Identifying dynamically expressed genes during sweetpotato root development
The sweetpotato (Ipomoea batatas) is the seventh most important crop in the world. With its high nutritional quality and relatively low labor cost, it serves as a major food security crop for many sub-Saharan African nations. Though traditional breeding techniques have been implemented in order to boost the yield and quality of the sweetpotato, these have not been very effective. Therefore, it is necessary that we gain more genomic and genetic information about this crop to facilitate the development of next generation breeding tools. There are three types of sweetpotato roots: fibrous roots (FR), pencil roots, and storage roots (SR), of which the storage roots are mainly consumed.
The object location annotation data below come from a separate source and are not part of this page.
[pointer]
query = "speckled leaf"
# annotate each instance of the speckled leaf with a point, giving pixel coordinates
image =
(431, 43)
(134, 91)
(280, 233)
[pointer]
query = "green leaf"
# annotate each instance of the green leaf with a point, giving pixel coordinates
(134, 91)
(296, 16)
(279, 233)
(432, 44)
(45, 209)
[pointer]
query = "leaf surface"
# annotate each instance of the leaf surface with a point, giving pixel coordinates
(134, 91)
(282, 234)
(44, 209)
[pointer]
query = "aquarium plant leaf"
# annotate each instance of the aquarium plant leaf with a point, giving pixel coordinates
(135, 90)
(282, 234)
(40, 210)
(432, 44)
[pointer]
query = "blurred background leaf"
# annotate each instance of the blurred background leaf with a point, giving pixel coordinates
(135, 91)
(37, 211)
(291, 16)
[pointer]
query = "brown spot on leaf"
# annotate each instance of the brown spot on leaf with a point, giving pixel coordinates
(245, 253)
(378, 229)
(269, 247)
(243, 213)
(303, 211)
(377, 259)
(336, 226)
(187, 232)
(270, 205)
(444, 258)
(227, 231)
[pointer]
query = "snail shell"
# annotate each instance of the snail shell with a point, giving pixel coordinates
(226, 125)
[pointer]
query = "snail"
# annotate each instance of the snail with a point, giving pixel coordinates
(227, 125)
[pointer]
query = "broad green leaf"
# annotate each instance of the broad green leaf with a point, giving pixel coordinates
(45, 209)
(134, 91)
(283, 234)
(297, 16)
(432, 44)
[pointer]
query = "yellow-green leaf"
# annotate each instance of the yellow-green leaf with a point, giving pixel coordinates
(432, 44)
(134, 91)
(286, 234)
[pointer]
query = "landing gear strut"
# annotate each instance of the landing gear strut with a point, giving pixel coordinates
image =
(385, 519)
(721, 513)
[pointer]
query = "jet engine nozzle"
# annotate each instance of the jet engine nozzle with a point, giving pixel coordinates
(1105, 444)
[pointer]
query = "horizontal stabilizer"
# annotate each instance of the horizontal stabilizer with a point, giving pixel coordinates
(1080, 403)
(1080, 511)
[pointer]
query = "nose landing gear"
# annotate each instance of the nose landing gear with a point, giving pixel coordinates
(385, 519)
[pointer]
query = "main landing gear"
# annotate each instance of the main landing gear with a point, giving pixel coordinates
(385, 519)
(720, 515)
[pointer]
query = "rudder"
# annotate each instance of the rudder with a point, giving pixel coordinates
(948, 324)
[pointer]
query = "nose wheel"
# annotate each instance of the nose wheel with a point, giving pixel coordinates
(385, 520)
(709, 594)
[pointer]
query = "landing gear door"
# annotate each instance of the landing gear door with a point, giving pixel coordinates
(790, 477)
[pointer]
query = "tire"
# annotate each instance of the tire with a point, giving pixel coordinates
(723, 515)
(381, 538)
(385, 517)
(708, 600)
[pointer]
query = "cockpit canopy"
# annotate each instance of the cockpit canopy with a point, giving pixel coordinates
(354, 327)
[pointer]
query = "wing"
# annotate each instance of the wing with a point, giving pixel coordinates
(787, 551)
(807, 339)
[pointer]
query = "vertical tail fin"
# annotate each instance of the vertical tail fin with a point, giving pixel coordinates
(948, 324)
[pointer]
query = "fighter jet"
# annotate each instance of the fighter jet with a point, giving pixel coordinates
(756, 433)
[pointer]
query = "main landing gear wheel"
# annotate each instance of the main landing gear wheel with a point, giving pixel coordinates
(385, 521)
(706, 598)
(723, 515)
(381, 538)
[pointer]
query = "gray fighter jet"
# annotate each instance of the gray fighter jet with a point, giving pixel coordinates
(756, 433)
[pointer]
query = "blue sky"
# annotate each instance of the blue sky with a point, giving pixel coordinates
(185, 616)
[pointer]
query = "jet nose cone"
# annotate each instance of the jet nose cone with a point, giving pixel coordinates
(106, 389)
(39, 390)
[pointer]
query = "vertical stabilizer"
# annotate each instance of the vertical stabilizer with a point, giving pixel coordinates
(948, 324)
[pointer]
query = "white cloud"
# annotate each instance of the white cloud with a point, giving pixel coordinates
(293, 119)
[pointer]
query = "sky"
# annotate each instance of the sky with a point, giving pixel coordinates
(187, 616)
For this project, we generated transcriptome profiles of total roots at 10 and 20 DAT (days after transplant) and fibrous roots and storage roots at 30, 40, and 50 DAT, for Beauregard, one of the world’s most popular varieties of sweetpotato. The RNA-Seq reads were mapped to the reference genome of I. trifida. To examine differential gene expression, we made comparisons between samples of different developmental stages in SR, and between FR and SR samples. We further evaluated these results using gene ontology and enzyme pathway analysis. Our results allowed us to identify candidate genes in the carbohydrate metabolism pathway that are important in storage root development, which is potentially useful in context of increasing the yield and quality of the sweetpotato.
My summer at BTI was such an incredible learning experience. Coming into the program, I had almost no background in plant biology, research, or computer science. However, as the internship is drawing to a close, I can now say that I have developed knowledge and skills in all of these areas. Everyday, I was faced with new obstacles, whether it be writing my research proposal, or figuring out how to run a script on the server, or presenting my research in front of my lab. Through dealing with these tasks, I learned responsibility and independence. Working in a real laboratory has given me a higher level of appreciation for the challenges and excitement of conducting research.
I’d like to thank my mentor, Shan Wu, for helping me through every step of my research process. I’d also like to thank Dr. Fei, the whole Fei lab, the other interns, and Tiffany Fleming for making my experience so valuable and memorable.